# TopWater reds



## GoingCoastal (May 24, 2004)

Some pics me and Angel took Sunday of Reds we got on Tops

Dave


----------



## SpecklFinAddict (Dec 19, 2004)

Sweet! Guess I missed out :frown: but happy to see a face I know catching fish. Nice of you to hold Angel's fish for him Dave while he took the picture.


----------



## Cutter (Jun 23, 2004)

nice pics! good looking photos from the water.


----------



## Dorado-Mahi (May 23, 2004)

Looks like ya'll had a good day on the water. Really like that first photo Dave. Would look nice in a Laguna ad.


----------



## GoingCoastal (May 24, 2004)

Dorado-Mahi said:


> Looks like ya'll had a good day on the water. Really like that first photo Dave. Would look nice in a Laguna ad.
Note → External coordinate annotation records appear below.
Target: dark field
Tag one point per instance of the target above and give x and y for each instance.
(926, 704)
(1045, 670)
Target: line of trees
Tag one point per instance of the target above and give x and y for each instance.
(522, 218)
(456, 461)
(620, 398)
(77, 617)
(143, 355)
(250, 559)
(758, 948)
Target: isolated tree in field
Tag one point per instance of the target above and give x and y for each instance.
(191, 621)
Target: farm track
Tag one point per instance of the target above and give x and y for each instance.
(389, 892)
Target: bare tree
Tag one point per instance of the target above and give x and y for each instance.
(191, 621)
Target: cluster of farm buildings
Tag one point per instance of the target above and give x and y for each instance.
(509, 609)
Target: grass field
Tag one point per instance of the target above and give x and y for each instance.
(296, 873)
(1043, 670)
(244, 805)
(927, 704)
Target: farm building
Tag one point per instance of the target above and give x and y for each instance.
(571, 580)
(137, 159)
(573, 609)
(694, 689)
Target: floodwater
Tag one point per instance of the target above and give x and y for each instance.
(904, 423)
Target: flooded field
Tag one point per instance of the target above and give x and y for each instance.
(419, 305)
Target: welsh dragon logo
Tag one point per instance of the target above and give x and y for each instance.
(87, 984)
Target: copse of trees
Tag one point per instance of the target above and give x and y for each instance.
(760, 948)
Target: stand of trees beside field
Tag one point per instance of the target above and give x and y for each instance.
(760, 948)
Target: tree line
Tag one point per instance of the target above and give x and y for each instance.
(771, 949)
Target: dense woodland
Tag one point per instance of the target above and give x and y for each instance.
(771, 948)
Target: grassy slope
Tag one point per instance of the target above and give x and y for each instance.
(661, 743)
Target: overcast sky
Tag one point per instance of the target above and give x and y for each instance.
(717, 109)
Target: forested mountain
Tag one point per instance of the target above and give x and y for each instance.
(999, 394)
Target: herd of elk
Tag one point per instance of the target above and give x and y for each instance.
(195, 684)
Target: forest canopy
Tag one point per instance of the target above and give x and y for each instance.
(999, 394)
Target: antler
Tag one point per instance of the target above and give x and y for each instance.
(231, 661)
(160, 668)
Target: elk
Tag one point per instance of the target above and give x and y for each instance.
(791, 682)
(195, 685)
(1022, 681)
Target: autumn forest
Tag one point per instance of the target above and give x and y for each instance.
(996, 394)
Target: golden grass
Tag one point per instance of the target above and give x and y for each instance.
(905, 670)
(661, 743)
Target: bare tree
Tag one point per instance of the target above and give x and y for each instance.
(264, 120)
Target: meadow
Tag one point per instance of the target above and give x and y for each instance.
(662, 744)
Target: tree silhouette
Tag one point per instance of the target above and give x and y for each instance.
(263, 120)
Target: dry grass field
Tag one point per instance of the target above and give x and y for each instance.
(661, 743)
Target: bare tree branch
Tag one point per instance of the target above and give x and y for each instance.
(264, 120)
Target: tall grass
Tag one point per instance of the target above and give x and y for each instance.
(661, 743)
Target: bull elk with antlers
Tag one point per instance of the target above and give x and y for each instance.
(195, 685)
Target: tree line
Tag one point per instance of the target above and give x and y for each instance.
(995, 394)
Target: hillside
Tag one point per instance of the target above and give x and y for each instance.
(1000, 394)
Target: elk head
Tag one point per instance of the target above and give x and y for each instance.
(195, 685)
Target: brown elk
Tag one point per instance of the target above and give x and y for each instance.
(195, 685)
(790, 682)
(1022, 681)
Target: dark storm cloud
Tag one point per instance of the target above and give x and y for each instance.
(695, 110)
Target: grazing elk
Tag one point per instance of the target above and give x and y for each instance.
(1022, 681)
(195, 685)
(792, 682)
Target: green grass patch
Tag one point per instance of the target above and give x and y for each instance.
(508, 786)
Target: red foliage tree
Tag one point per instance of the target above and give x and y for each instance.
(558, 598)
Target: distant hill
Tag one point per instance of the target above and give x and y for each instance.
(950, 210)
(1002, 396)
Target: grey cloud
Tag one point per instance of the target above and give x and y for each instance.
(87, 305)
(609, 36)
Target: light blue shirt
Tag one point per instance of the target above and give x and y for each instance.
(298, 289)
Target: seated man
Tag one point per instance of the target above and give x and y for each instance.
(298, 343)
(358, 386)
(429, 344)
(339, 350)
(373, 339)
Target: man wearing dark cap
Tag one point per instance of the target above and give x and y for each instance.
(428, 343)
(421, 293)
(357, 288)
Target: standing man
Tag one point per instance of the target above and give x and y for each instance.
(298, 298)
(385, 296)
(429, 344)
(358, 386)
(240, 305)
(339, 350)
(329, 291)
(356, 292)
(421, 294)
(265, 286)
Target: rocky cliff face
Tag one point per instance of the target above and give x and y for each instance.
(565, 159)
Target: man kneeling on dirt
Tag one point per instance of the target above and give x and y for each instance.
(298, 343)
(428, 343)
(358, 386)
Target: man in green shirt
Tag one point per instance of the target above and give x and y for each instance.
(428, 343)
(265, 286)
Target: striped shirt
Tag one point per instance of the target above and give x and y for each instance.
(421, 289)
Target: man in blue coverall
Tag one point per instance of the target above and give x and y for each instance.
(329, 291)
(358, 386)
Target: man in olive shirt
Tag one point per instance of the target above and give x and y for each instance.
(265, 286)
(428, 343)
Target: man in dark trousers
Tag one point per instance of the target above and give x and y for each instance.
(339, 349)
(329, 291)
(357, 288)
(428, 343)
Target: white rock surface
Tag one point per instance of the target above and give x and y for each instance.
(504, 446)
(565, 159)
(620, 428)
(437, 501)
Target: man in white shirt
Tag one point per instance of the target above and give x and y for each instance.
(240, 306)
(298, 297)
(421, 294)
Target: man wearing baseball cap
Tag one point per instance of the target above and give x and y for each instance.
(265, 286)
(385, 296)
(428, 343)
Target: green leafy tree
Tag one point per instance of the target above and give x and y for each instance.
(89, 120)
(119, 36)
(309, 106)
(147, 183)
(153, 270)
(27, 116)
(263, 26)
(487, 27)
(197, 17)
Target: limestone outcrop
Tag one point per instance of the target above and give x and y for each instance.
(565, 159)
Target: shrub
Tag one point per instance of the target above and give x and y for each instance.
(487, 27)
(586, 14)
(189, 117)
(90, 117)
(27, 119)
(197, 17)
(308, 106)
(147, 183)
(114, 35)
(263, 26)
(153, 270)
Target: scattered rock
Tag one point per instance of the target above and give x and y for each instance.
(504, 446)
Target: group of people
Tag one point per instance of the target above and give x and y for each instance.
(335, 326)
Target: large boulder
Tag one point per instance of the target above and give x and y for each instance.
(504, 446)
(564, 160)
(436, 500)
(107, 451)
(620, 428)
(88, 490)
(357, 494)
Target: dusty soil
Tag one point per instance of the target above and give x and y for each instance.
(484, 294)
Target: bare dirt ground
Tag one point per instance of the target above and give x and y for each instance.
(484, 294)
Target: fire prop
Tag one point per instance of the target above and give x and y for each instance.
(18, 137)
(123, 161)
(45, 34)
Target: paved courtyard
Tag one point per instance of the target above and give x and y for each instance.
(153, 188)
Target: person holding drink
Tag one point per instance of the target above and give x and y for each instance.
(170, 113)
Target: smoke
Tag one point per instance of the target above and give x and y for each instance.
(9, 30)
 Mr.Angel took that one and I told him he needs to send it to Jody or I would

Dave


----------



## chicapesca (Jun 7, 2004)

Great pics Dave! And Angel! What color tops were you using?


----------



## pelican (May 22, 2004)

Way to go, guys ... nothing like reds on tops to get your blood pumping.


----------



## ANGEL (May 21, 2004)

I had fun watching those reds explode on the topwaters and yes they were exploding 
colors were chart head black body , chart belly chrome sides and I think enything that moved they would hit


----------



## RedXCross (Aug 7, 2005)

Awesome day!!! wow


----------



## Team Ranger Bob (Jul 13, 2004)

*Awesome pictures.*

I caught a few Sunday up tight in Carancahua lake on spoons.
But my pictures if I had taken them would not be anywhere near that nice.
Wading pictures in the water just seem better to me than from the boat.
We almost never get out of the boat anymore due to the way we have to fish tournaments now but pictures and film especially of wading hold a side of fishing that is unmatched in the experiance that they portray.

Ranger Bob


----------



## GoingCoastal (May 24, 2004)

Well thank ya Bob, I found the fish using spoons. They wouldnt take the Tops at first 

Angel has some video too. Dont know if he can post it thought ( technical issue's)

Dave


----------